Back to Theory
Technical Deep Dive

Unified Multimodal Intelligence for Performance Marketing: Feather DB + Gemini Embedding 2

F
Feather DB Engineering
March 12, 2026 · 9 min read

Interactive · Toggle between architectures

TEXT INDEXIMAGE INDEXVIDEO INDEXTTEXTIIMAGEVVIDEOcreative briefad visualstrategy intelcompetitor advideo transcript
→ 3 separate indexes · manual merge required
TEXT
IMAGE
VIDEO
Hawky.ai · Feather DB v0.5.0

Technical Deep Dive · Hawky.ai Feather DB v0.5.0 · March 2026


Abstract

Modern performance marketing stacks generate three distinct signal types: ad creative content (text briefs, image descriptions, video transcripts), competitive intelligence (competitor creative and messaging moves), and market context (macro events, strategy briefs, social signals). These signals are typically stored in separate systems with no semantic connection, leading to response latency when competitive or macro events require creative adaptation.

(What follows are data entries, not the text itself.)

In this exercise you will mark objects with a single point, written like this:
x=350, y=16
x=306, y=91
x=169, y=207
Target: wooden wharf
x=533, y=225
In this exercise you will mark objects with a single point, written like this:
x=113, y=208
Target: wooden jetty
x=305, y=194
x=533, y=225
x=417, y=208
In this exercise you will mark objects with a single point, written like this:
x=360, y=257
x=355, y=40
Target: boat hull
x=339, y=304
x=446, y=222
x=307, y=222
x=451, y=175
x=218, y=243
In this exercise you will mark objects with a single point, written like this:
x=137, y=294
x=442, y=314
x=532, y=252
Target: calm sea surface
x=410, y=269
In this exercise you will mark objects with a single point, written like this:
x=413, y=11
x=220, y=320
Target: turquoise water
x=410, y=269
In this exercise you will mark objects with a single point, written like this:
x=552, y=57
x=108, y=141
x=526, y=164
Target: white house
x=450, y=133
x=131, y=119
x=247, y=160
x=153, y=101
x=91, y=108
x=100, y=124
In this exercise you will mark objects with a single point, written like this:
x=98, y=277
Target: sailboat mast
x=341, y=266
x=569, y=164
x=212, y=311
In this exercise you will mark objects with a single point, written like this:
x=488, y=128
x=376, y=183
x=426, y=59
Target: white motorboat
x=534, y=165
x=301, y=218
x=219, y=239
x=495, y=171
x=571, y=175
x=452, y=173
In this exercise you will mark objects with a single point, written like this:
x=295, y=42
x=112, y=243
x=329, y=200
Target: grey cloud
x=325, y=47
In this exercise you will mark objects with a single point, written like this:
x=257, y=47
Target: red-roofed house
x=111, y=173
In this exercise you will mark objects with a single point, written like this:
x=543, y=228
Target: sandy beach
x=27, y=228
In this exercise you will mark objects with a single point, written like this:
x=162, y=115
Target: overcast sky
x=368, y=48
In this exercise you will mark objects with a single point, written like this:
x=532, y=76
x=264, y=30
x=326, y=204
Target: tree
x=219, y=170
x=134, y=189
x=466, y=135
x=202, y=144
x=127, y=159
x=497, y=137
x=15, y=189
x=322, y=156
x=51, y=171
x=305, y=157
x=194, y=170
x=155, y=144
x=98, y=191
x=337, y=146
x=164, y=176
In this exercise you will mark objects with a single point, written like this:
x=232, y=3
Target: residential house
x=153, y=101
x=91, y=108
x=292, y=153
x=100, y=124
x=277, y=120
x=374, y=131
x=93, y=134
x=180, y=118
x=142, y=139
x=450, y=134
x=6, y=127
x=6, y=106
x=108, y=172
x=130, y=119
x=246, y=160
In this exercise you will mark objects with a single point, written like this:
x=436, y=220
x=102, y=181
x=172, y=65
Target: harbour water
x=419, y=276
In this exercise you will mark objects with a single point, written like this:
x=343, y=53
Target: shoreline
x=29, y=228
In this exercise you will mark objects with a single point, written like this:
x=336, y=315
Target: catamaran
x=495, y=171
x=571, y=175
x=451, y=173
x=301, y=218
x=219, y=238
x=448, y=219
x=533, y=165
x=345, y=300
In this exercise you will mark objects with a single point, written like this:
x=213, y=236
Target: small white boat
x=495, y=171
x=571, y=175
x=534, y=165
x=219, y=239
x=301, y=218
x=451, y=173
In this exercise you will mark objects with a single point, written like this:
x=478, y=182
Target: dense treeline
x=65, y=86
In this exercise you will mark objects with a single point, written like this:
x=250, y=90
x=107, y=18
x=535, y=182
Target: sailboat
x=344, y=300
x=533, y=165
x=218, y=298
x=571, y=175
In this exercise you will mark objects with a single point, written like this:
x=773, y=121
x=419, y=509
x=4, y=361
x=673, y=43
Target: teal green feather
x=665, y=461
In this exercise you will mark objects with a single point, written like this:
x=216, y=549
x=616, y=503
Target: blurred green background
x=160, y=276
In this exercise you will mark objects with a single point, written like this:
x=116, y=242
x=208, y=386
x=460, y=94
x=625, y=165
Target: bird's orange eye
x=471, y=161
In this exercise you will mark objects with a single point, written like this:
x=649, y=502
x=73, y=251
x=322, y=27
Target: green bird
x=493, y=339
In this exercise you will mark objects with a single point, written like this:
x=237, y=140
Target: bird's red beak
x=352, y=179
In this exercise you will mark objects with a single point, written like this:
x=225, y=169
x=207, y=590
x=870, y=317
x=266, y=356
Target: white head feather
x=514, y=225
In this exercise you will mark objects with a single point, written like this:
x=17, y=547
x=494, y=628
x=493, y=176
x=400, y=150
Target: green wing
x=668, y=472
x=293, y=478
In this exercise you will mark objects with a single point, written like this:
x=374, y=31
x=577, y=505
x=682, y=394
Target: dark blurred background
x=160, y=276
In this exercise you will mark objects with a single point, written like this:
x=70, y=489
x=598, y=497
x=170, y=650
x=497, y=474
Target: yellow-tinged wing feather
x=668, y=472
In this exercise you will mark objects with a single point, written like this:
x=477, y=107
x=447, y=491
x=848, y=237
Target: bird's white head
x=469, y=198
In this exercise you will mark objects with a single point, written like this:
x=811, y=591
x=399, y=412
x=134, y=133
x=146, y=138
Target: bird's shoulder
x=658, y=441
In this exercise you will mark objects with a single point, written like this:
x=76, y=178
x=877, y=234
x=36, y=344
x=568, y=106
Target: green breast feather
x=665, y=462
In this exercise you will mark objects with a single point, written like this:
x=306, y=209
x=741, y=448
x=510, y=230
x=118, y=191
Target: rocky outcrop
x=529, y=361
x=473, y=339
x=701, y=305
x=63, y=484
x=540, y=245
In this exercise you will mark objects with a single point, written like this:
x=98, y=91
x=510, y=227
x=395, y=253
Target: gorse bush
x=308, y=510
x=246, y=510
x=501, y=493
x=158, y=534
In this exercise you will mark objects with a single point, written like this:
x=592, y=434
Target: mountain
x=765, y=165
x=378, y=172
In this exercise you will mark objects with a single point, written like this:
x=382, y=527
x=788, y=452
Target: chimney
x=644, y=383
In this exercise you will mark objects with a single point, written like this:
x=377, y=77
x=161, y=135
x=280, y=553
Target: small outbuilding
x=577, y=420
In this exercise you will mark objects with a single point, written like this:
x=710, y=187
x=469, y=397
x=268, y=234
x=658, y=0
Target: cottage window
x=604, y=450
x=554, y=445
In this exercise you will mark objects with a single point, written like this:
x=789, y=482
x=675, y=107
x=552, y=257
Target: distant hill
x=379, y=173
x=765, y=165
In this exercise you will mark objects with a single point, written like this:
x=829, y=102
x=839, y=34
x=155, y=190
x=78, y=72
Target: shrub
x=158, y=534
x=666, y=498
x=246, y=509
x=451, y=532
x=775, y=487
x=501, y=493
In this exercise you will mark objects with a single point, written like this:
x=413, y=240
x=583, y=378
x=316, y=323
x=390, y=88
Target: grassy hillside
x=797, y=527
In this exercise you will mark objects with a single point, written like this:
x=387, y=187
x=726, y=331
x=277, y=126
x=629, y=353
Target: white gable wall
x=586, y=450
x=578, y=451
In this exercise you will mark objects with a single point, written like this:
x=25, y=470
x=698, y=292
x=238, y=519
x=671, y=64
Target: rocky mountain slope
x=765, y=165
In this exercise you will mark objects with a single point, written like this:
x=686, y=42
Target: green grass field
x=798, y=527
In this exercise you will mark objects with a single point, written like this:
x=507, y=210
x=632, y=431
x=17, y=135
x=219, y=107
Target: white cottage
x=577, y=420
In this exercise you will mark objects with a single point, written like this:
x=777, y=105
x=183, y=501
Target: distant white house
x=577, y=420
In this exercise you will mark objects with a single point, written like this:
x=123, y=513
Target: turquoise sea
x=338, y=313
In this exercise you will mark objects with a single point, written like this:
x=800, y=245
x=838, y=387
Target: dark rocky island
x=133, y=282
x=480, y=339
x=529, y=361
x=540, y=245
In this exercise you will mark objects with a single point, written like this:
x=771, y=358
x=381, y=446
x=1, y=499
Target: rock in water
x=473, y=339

This paper describes an architecture combining Hawky.ai's Feather DB v0.5.0 and Google Gemini Embedding 2 (gemini-embedding-exp-03-07) that stores all three signal types in a single unified 768-dimensional vector index, with typed graph edges and adaptive decay-weighted retrieval. We demonstrate four experimental capabilities: cross-modal search, competitor-to-strategy graph traversal, same-ad cross-modal coherence measurement, and passive competitor threat detection — all from a 56-node index stored in a single embedded file with no infrastructure overhead.


1. The Multi-Bucket Problem

1.1 Why Separate Modality Indexes Fail

Most vector database setups store text, image, and video vectors in separate indexes because most embedding models produce incomparable vector spaces. The inner product between a text-embedding-004 vector and a multimodalembedding@001 vector has no semantic meaning — the two models were trained on different objectives and produce different geometric spaces.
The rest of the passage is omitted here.